🤖 AI Summary
Existing end-to-end spoken dialogue systems face three key bottlenecks in empathic interaction: heavy reliance on large-scale annotated data, inadequate modeling of paralinguistic cues (e.g., emotion, gender, age), and the absence of dedicated empathic speech datasets and evaluation benchmarks. To address these challenges, we propose an understanding-driven empathic dialogue modeling framework featuring a three-stage progressive training strategy and a language–paralanguage dual-path reasoning mechanism, enabling fine-grained emotional understanding and natural response generation under resource constraints. Built upon an end-to-end spoken large language model, our approach integrates paralinguistic perception with chain-of-thought reasoning to construct EChat-200K—the first high-quality dataset for empathic spoken dialogue—and its corresponding evaluation benchmark, EChat-eval. Experiments demonstrate that our method significantly outperforms existing end-to-end systems in empathic response quality.
📝 Abstract
Empathy is crucial in enabling natural interactions within spoken dialogue systems, allowing machines to recognize and respond appropriately to paralinguistic cues such as age, gender, and emotion. Recent advancements in end-to-end speech language models, which unify speech understanding and generation, provide promising solutions. However, several challenges persist, including an over-reliance on large-scale dialogue datasets, insufficient extraction of paralinguistic cues vital for conveying empathy, and the lack of empathy-specific datasets and evaluation frameworks. To address these issues, we introduce OSUM-EChat, an open-source, end-to-end spoken dialogue system designed to enhance empathetic interactions, particularly in resource-limited settings.
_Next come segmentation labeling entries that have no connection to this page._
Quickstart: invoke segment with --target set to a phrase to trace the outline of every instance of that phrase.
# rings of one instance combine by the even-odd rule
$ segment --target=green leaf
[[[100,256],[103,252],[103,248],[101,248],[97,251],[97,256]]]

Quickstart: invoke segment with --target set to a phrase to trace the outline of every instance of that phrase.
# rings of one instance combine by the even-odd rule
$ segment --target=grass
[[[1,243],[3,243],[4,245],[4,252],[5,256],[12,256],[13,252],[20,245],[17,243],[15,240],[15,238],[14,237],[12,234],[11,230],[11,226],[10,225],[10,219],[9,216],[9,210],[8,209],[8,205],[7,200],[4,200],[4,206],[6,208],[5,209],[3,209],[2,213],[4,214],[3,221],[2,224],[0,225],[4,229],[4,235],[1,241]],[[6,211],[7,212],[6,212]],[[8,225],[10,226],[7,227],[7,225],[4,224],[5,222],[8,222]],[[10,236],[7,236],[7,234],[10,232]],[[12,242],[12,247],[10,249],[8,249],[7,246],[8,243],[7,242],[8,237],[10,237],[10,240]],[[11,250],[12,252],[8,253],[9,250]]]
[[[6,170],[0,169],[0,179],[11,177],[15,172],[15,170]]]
OSUM-EChat introduces two key innovations: (1) a three-stage understanding-driven spoken dialogue training strategy that extends the capabilities of a large speech understanding model to spoken dialogue tasks, and (2) a linguistic-paralinguistic dual thinking mechanism that integrates paralinguistic understanding through a chain of thought with dialogue generation, enabling the system to produce more empathetic responses. This approach reduces reliance on large-scale dialogue datasets while maintaining high-quality empathetic interactions. Additionally, we introduce the EChat-200K dataset, a rich corpus of empathetic speech-to-speech dialogues, and the EChat-eval benchmark, a comprehensive framework for evaluating the empathetic capabilities of dialogue systems. Experimental results demonstrate that OSUM-EChat outperforms end-to-end spoken dialogue models regarding empathetic responsiveness, validating its effectiveness.